I haven’t felt like writing lately. Truth be told, I haven’t felt like doing much else other than cry. It feels somewhat ridiculous even putting this out there – the fact that I’m crying over the loss of a thing. A thing with no meaning more than memories attached to it.
But I’m getting ahead of myself
As you may know if you read this blog regularly, we are moving to New Zealand. Well at least that is the hope. So far, there have been steps taken towards that move but without actual visa’s, I can’t exactly say that we are moving without feeling a little twinge (okay a huge twinge) of panic.
We decided we need to move for various reasons. One of them being that jobs on that end are really so much better for people like me. People like me being people who work in Community Development. Over here, it’s not a field that is given much respect. Right up there with nursing and teaching I’d say.
The salaries are dismal in the NGO sector over here and the work is probably more draining than any other field. You are faced with so much poverty and inequality coupled with the lack of resources in the country for actually making change happen and you’re left with a country that just becomes more unequal.

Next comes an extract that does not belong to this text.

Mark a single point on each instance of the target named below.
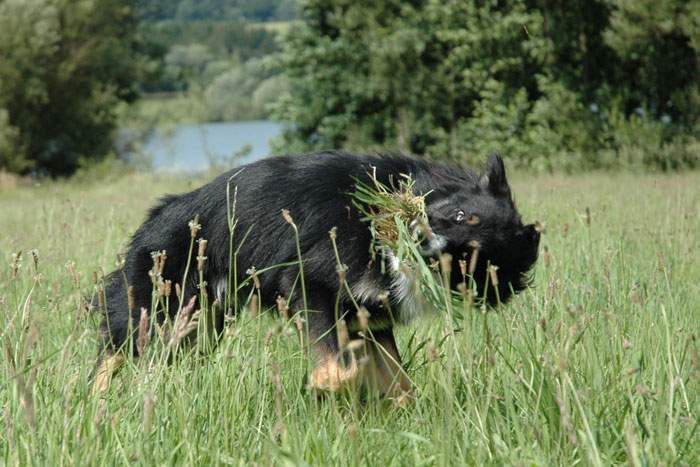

In New Zealand, things probably aren’t perfect (I’m not naive) but the population is a lot smaller and the budget is more easily allocated towards making real change. So I find myself getting overly excited over each job advert I read. REAL JOBS that I could do in a heartbeat. I can’t wait.
That really helps considering the fact that I NEED to get a job over there. Here I work for myself and that’s great and all because I love the flexibility of my time – it means I can be there for my child when he needs me. However, I’m not going to lie, I struggle with the full-time mom life. I NEED to be working to feel fulfilled in myself and I actually can’t wait to get back into a job. I never thought I’d feel like that to be honest. Maybe it’s because I’ve had a much-needed break. Maybe it’s because I feel like my real skills will be valued over there. Maybe it’s just the excitement of the changes. What ever it is, it has me on the edge of my seat with anticipation.
“Sometimes there is no time to wait for the sea to calm down! If you have to reach your target, let your voyage start and let the storm be your path!”
― Mehmet Murat ildan
The waiting game
So that’s where things get fun. We can’t wait to move. Except we can’t move a muscle at all because we are waiting for the university over there to accept my husband for his PhD so that we can start applying for visas. Unfortunately the waiting period is about 6 weeks. We are currently half way through it and we are going nuts waiting for the news. We expect it will be positive BUT you can never be certain about these things.
In the meantime, we are doing what we can with what we have. Unfortunately migration is the bloody most expensive thing I have ever done and so that means we need money. And quite a substantial amount too!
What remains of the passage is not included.